Date: 2009-09 · Aircraft: B767-300 and 300 ER · Phase: climb

Anomalies: deviation-track-heading-all-types|deviation-discrepancy-procedural-published-material-policy|deviation-discrepancy-procedural-clearance

Synopsis

An air carrier crew entered the SBGR SURF DEPARTURE in the FMC without selecting a transition to PCL and the FMC defaulted to MONDY; which was not a selectable transition. A track error resulted. The flight crew did not see on the paper chart that both the BGC and MONDY transitions terminated at PCL.

Narrative

The charted SURF departure transitions don't correspond to the airplane's Flight Management Computer (FMC) database. Specifically; the PCL transition shown in the database is not labeled on the chart. However; a depicted route to PCL overflies BGC so one might conclude that to overfly BGC with a continuation to PCL one should load the PCL transition; which we did. It turns out that by selecting the PCL transition the FMC loads the MONDY transition. The SURF departure actually has two different routings that both extend to PCL; the MONDY and BGC transitions. While perhaps not unique this is quite unusual. But because the entire departure to PCL is not depicted; the duplication is far from obvious and is only detected upon close inspection. I showed the chart to some other pilots and while all noticed the routing to PCL via BGC none noticed that the MONDY transition also extended to PCL. A traffic conflict led the controller to restrict our altitude and redirect us towards BGC. However; during flight even that became confusing since BGC wasn't on the loaded route. The best opportunity to prevent this error would be to step through the departure using the FMC LEGS page and the MAP mode at an appropriate scale. I do this for arrivals to unfamiliar destinations but haven't incorporated the technique into my departure process. Still; we had other chances to catch this discrepancy; but weren't up to it and flew the wrong transition. Fatigue was not a factor. We did; however; spend a lot of brain cells on an odd mechanical issue; an ocean of NOTAMS for the station and route and were scrambling to minimize a departure delay.
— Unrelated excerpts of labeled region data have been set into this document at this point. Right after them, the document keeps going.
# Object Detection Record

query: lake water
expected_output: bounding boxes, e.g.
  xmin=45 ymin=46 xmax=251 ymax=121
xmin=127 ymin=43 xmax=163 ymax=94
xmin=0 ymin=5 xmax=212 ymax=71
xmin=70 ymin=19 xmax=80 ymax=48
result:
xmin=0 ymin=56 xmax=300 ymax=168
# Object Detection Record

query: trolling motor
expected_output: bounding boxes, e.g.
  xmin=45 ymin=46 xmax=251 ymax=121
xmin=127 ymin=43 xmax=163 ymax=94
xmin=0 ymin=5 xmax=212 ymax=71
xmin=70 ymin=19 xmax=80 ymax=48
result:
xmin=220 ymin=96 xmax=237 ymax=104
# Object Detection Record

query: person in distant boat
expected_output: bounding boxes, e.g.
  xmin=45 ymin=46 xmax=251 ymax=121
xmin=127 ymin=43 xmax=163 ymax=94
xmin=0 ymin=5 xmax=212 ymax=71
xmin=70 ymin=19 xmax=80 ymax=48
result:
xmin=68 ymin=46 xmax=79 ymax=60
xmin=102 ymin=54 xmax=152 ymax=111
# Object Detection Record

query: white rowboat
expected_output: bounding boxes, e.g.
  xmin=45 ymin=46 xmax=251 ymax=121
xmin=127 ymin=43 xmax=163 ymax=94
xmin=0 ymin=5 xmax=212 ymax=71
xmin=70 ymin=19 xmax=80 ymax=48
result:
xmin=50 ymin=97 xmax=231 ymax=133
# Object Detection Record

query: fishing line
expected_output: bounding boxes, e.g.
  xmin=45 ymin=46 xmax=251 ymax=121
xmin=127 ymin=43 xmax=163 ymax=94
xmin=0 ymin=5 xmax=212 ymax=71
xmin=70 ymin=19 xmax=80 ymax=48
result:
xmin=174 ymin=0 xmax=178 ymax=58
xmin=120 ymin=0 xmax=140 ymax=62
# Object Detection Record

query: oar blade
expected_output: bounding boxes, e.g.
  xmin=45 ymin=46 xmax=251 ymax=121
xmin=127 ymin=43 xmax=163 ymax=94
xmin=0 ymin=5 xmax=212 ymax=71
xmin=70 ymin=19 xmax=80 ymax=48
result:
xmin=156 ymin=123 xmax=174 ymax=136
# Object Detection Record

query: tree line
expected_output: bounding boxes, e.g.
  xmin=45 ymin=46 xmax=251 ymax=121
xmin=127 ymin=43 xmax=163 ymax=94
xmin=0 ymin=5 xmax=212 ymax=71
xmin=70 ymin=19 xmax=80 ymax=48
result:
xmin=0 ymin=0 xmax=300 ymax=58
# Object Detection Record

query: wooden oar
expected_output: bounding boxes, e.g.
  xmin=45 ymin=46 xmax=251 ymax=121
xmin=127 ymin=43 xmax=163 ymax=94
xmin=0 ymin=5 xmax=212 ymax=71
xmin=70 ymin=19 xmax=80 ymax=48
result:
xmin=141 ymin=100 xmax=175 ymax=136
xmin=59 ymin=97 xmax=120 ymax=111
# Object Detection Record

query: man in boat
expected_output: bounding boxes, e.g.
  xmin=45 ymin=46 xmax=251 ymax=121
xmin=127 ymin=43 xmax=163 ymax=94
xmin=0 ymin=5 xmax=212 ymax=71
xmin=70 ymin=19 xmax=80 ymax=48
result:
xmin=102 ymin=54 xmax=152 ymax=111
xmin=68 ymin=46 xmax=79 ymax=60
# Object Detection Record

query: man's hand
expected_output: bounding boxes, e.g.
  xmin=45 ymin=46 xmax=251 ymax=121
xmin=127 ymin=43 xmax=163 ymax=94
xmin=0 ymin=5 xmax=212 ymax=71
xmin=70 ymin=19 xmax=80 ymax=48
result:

Language barriers and the format for clearance delivery were problematic. I've observed that each SBGR controller seems to have his own format for issuing clearances. This exacerbates the language difficulties. So I insisted that all three pilots listen carefully to the clearance and discuss what we heard. While; following that discussion; I understood the clearance as taking us over BGC and PCL it never fully registered as a clearance to fly the BGC transition.

NASA callback

The reporter stated that there are two distinct problems with the departure. One is the aircraft's FMC software; which does not include a selectable MONDY transition on the SURF DEPARTURE. Because the default routing is to MONDY when BGC is not selected the routing to PCL would look correct if a pilot did not see on the chart that PCL is the end point of both MONDY and BGC. The second issue is that the commercial chart the crew was using did not clearly enough discriminate that PCL could be flown to from two different transition fixes. The Reporter believes that the chart should be expanded to show PCL with two lines clearly representing the tracks from MONDY and BGC to a point displayed on the chart called PCL.